Thursday, September 3, 2015

The House of Representatives Won't Flip in 2016

Minnesota Republican representative Jon Kline announced he wouldn't run for re-election today. Every time there is a Republican retirement or some other event that helps the Democrats, people wonder if this'll cause the House to flip from Republican control to Democratic control.

The answer is no.

Kline's MN-2 is a huge opportunity for Democrats. It's a district Democrats would've been a long shot to win if Kline ran but one that will be competitive with him retiring. There are three other similar districts with retiring Republicans. The problem for Democrats is that Republicans have a 59 seat edge, 247-188. Democrats need to take 30 seats from Republicans. At this point the pundits see between 21 and 26 Republican seats in play. They also see 5-9 Democratic seats in play. Even if Democrats won all their competitive seats and won all the competitive Republican seats they'd still fall short.

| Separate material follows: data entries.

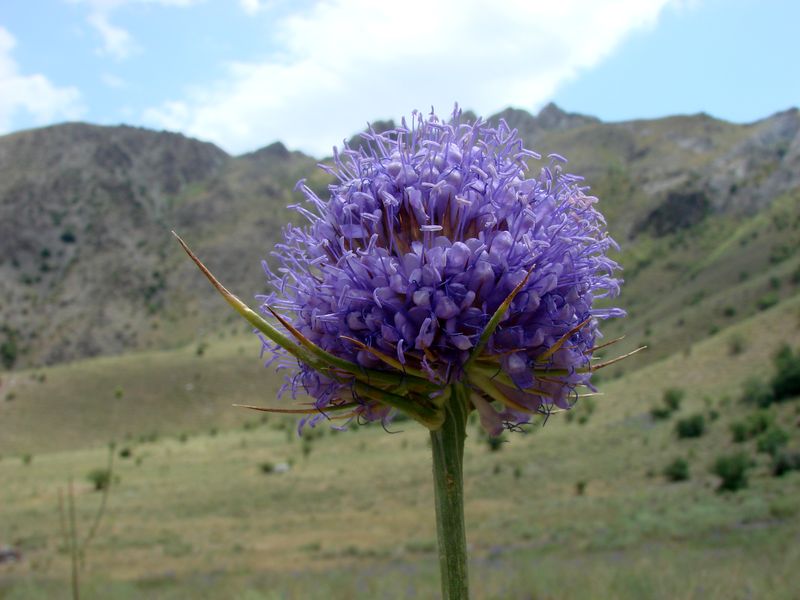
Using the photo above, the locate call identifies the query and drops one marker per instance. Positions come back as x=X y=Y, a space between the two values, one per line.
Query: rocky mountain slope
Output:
x=707 y=213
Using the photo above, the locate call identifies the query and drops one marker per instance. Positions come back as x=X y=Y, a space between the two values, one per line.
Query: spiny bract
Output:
x=428 y=229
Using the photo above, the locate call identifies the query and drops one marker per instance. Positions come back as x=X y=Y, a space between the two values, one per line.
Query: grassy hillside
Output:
x=88 y=267
x=564 y=511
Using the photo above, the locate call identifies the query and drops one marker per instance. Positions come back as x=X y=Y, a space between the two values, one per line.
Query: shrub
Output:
x=495 y=442
x=732 y=469
x=677 y=470
x=740 y=431
x=786 y=382
x=772 y=440
x=691 y=427
x=100 y=478
x=754 y=425
x=671 y=402
x=785 y=462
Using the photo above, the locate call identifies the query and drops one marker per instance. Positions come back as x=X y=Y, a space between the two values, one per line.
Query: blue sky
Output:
x=243 y=73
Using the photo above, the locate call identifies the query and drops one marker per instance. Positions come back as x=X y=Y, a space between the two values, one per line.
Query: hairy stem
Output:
x=448 y=480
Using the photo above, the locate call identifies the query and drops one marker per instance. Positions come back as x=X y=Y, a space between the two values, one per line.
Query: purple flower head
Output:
x=439 y=258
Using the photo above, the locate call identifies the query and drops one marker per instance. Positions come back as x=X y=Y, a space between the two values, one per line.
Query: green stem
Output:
x=448 y=484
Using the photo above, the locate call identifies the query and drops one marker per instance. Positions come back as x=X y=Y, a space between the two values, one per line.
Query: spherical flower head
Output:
x=429 y=230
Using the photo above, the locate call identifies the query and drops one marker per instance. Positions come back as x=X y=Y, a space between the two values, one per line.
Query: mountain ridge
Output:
x=88 y=268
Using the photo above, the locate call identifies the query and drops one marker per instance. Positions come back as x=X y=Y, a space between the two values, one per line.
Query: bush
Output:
x=772 y=440
x=740 y=431
x=758 y=392
x=767 y=301
x=754 y=425
x=495 y=442
x=785 y=462
x=101 y=478
x=786 y=382
x=732 y=469
x=691 y=427
x=677 y=470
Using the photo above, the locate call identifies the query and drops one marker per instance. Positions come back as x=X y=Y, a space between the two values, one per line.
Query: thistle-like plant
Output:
x=436 y=279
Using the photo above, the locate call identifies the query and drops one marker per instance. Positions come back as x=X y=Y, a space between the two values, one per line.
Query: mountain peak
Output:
x=551 y=116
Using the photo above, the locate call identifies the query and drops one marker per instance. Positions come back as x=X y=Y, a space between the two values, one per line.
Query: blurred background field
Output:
x=680 y=481
x=211 y=501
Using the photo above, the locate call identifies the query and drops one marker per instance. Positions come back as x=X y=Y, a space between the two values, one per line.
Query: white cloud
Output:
x=117 y=41
x=251 y=7
x=113 y=81
x=346 y=61
x=31 y=94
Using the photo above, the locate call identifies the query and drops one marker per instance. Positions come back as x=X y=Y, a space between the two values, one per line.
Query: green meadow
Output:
x=212 y=501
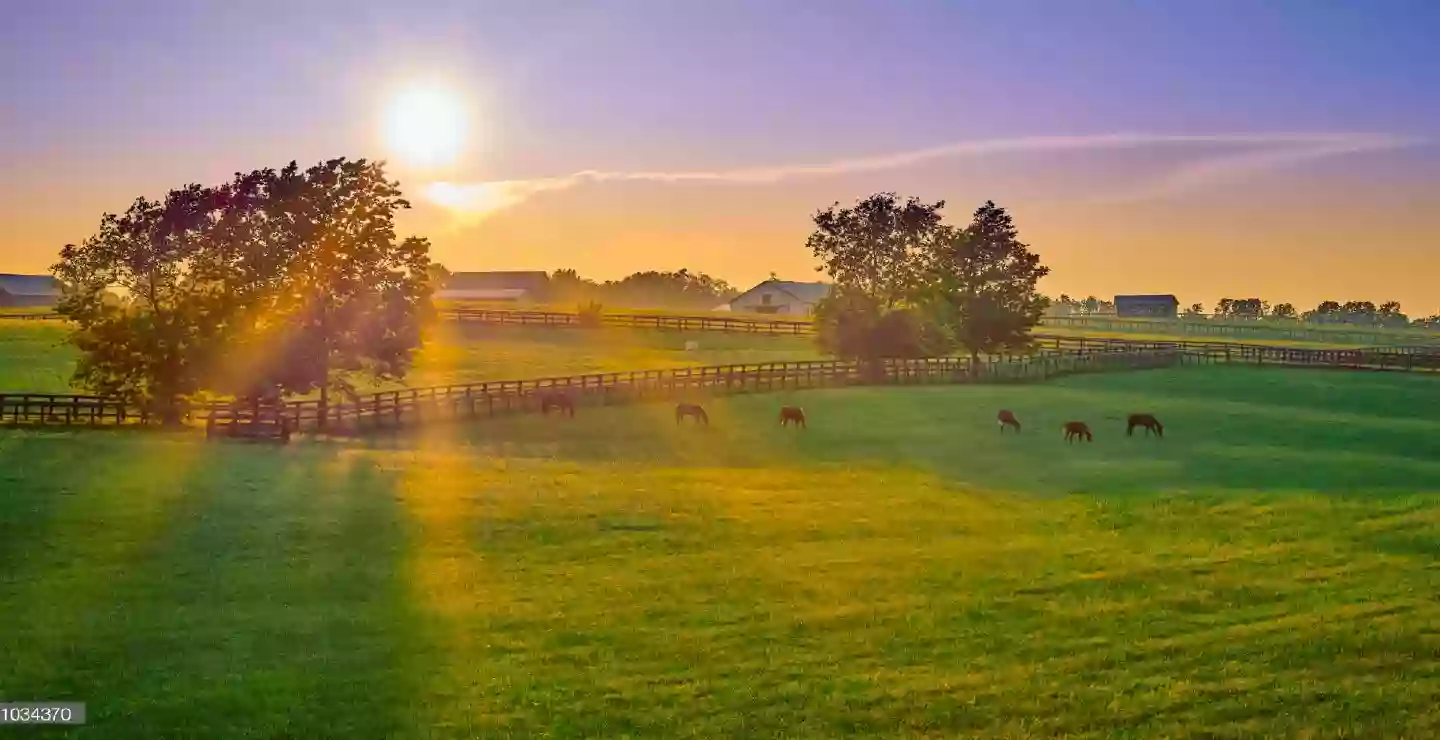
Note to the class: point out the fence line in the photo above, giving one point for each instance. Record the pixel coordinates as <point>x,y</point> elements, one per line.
<point>653,321</point>
<point>509,317</point>
<point>1051,357</point>
<point>1253,328</point>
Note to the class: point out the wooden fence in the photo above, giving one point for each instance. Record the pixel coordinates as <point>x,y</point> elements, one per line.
<point>473,400</point>
<point>1273,330</point>
<point>506,317</point>
<point>1051,357</point>
<point>653,321</point>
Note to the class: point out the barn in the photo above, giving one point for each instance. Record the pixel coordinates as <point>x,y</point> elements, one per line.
<point>1146,305</point>
<point>503,285</point>
<point>28,291</point>
<point>781,297</point>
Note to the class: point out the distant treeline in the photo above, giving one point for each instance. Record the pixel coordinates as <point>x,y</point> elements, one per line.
<point>681,290</point>
<point>1350,313</point>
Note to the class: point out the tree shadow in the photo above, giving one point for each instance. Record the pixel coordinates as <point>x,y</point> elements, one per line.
<point>1259,442</point>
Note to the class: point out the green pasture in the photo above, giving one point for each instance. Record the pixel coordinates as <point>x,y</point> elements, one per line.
<point>36,359</point>
<point>900,569</point>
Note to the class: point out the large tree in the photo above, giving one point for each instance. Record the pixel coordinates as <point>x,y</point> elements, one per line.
<point>156,347</point>
<point>876,246</point>
<point>981,282</point>
<point>277,281</point>
<point>856,326</point>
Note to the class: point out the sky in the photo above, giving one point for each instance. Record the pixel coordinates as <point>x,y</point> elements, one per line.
<point>1286,150</point>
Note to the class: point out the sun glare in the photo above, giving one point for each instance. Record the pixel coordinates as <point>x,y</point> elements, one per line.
<point>425,127</point>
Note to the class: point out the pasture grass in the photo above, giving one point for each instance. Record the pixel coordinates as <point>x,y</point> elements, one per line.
<point>35,357</point>
<point>896,570</point>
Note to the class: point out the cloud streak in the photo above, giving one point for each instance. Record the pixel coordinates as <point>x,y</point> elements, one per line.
<point>471,202</point>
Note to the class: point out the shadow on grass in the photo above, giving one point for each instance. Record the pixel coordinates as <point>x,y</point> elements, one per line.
<point>215,590</point>
<point>1227,428</point>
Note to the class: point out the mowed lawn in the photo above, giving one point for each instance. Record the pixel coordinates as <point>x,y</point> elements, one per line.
<point>35,356</point>
<point>896,570</point>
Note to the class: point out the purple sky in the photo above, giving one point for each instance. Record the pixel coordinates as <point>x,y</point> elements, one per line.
<point>107,101</point>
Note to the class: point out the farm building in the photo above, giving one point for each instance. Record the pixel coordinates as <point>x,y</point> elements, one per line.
<point>514,285</point>
<point>1146,305</point>
<point>28,291</point>
<point>781,297</point>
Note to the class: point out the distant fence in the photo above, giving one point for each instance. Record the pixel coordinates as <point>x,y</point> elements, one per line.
<point>653,321</point>
<point>791,327</point>
<point>30,317</point>
<point>1273,330</point>
<point>1053,357</point>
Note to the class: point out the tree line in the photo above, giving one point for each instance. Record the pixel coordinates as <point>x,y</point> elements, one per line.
<point>907,284</point>
<point>681,290</point>
<point>1352,313</point>
<point>274,282</point>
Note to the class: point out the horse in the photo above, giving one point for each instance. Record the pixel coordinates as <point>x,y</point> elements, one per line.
<point>560,402</point>
<point>1149,422</point>
<point>694,411</point>
<point>792,413</point>
<point>1077,431</point>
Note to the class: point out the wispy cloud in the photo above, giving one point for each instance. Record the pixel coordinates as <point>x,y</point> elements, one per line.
<point>470,202</point>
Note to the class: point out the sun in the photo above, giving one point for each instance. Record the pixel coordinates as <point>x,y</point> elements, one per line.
<point>425,127</point>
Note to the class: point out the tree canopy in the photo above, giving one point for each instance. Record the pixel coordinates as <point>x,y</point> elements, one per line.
<point>876,246</point>
<point>275,281</point>
<point>910,285</point>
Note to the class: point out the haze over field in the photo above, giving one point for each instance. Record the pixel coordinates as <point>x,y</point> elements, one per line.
<point>1201,149</point>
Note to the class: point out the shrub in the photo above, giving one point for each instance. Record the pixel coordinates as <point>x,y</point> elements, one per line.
<point>591,314</point>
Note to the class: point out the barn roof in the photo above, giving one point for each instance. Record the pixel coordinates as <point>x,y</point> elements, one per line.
<point>533,281</point>
<point>1152,297</point>
<point>29,284</point>
<point>805,292</point>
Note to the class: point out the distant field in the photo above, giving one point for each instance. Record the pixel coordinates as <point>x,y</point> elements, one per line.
<point>897,570</point>
<point>1161,336</point>
<point>1256,331</point>
<point>570,308</point>
<point>35,356</point>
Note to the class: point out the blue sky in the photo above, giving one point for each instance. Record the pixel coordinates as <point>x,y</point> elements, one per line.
<point>117,100</point>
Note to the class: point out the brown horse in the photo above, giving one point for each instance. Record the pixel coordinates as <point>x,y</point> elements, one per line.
<point>560,402</point>
<point>1077,431</point>
<point>693,411</point>
<point>1146,421</point>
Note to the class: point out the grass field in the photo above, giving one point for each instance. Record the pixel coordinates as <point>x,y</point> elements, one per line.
<point>897,570</point>
<point>35,357</point>
<point>1161,336</point>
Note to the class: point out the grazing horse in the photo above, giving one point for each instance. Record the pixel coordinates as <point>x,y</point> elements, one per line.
<point>1149,422</point>
<point>1077,431</point>
<point>694,411</point>
<point>792,413</point>
<point>560,402</point>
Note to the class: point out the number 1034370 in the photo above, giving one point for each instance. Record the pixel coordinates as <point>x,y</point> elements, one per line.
<point>42,713</point>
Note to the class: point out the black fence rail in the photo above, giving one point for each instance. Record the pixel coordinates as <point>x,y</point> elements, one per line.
<point>1050,357</point>
<point>651,321</point>
<point>6,316</point>
<point>45,409</point>
<point>1272,330</point>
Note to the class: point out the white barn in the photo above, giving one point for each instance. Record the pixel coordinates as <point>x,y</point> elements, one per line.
<point>781,297</point>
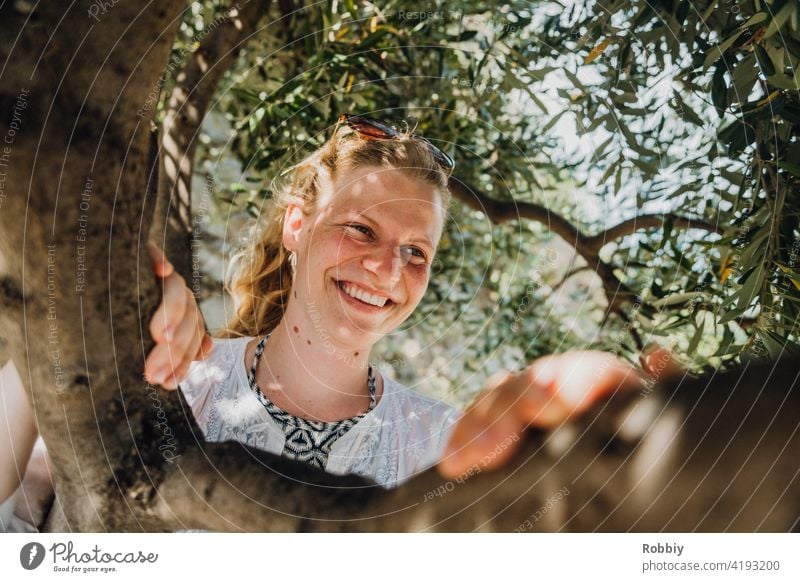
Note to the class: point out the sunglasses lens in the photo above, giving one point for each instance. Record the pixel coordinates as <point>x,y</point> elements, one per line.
<point>372,128</point>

What if there's a wave, you ask? Maybe you're not asking, but if you're still reading you should. Or maybe you already know there won't be one. Waves happen in Presidential years as reaction to the party in the White House. The Democratic wave in 2008 was largely a reaction to an unpopular Republican President. This year there's a Democrat in the White House with middling approval numbers. In the last 30 years the party in the White House did take the majority of the popular vote twice, 1988 and 2000. Neither year resulted in gains. If there is a wave, it'll be a Republican wave as a reaction to Barack Obama. Right now that doesn't appear to be the case, although the President's approval numbers are only a little better than they were then.

Democrats netted 8 seats in 2012. I expect their gains to be in the same area in 2016. Even a few more Republican retirements won't get them from 8 to 30.